And since I've barely spoken to anyone here lately, I figured I'd write all this shit down in case someone actually gives a damn.
First of all, I'm finally done with the really bad medical stuff. I'm just on oral antibiotics and my regular meds, no more IV crap and it seems like the staph infection is gone. I'm almost as far past my last surgery as I was with the first reconstruction when the stitches opened up, so *knock on wood*
Yesterday would have been my father's birthday. He passed away in June, and I spent the day after Thanksgiving at my sister's house arguing over what stuff of his we each got to keep. Now my mom, who has restarted chemo due to her lung tumors growing again, is telling me she wants to go through her jewelry and furniture and stuff so my sister and I don't fight over it when she's gone. And she's sounding like she doesn't think it will last far into next year. SHE'S been the one telling the docs all along that she'll make it in that small group of people that lasts years after diagnosis... now she seems to be - not exactly giving up, but someone resigned to it. I'm EXTREMELY close to my mom - she lives less than 15 miles from me, takes my kids at least one day a week, we talk on the phone every day... my world will turn upside down when she dies.
Because my physical health issues are starting to resolve, I started doing laundry again this week. Apparently this has led my hubby to believe that it's time to start nagging me again about making the house spotless. He wants me to stay off the computer until the kids to go bed. This is my refuge! Where I go to vent, where I pop on for 10 minutes instead of wanting to spank the kids... I realize he works, but I watch our kid all morning and then work almost half of the afternoons while he's at kindergarten - days when I'm not working, I'm usually trolling careerbuilder or monster. He has been hauling laundry up and down stairs but not actually washing any of it or putting any away... he's doing dishes but otherwise absolutely no housework. Until friends want to come over, then he gets all OCD and super-cleans one area and apologizes to our friends when they get here because I wasn't up to doing much cleaning.
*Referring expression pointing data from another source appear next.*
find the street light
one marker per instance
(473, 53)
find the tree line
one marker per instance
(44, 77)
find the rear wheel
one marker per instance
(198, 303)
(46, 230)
I don't need all that stress on top of my other issues. I think I was doing better while I was REALLY sick, becuase I could just tell myself that my health wouldn't allow me to worry about it. Now that I'm starting to heal, all the mental stuff is coming back. My shrink doesn't have any open appts until mid-january. I feel like I'm about to snap.
That's MORE than enough words. I'm trying not to reach out to many people because I'm in a pissy mood most of the time and I've said some shitty stuff to some long-time "friends".